All about who you trust more. ISP, VPN Provider, DNS provider, etc..
There's actually a bit more to this as the web and TLS advances;

So, as you know, many sites are behind CDNs; things like Cloudflare, which leverages things like Anycast to load balance, cache and proxy to the actual host semi-transparently and protecting the host. Because of things like this, if most of your sites use Cloudflare, then all the ISP can really see is that you are connecting to Cloudflare.

Something else they can currently track would be the Server Name Indicator (SNI) in https certificates; with TLS1.2 this bit of information is still sent in the clear. TLS1.3 brings Encrypted SNI, which plugs that little hole, meaning all they'll be able to see is encrypted traffic traversing the network to some IP.

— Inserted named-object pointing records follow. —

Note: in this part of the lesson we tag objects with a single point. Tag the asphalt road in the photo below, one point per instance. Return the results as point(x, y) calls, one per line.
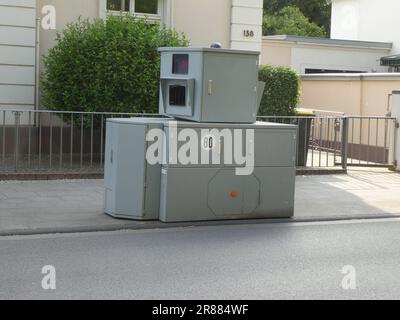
point(268, 261)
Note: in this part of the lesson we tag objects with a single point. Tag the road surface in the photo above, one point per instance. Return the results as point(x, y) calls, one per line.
point(265, 261)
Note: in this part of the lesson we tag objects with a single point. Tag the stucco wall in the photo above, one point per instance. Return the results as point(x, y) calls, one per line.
point(368, 20)
point(203, 22)
point(366, 95)
point(276, 54)
point(302, 56)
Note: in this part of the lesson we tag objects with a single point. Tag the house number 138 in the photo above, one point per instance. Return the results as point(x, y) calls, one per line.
point(248, 33)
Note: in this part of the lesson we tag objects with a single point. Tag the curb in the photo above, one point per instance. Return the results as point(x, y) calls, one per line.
point(154, 225)
point(43, 176)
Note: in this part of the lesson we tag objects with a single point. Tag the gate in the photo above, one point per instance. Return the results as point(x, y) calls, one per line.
point(340, 141)
point(370, 141)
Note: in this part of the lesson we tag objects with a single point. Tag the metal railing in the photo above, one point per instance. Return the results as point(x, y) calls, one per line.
point(320, 139)
point(37, 141)
point(53, 141)
point(371, 141)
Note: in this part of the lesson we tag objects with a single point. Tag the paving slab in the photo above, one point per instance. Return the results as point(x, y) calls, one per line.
point(34, 207)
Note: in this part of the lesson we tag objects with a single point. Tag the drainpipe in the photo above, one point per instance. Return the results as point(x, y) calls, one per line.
point(37, 63)
point(395, 113)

Not suggesting any of this obviates the need for a VPN, of course.
TLS1.3 brings Encrypted SNI, which plugs that little hole, meaning all they'll be able to see is encrypted traffic traversing the network to some IP.

Tls 1.3 allows for encrypted sni it does not mandate it.
1)dot does not support encrypted sni
2)browser must support doh and encrypted sni eg current only Firefox with non default settings
Run a tcpdump and track how many times your router sends traffic between isp and your DoT destination. I find it extremely hard to believe isp have any issues on tracking if they have to.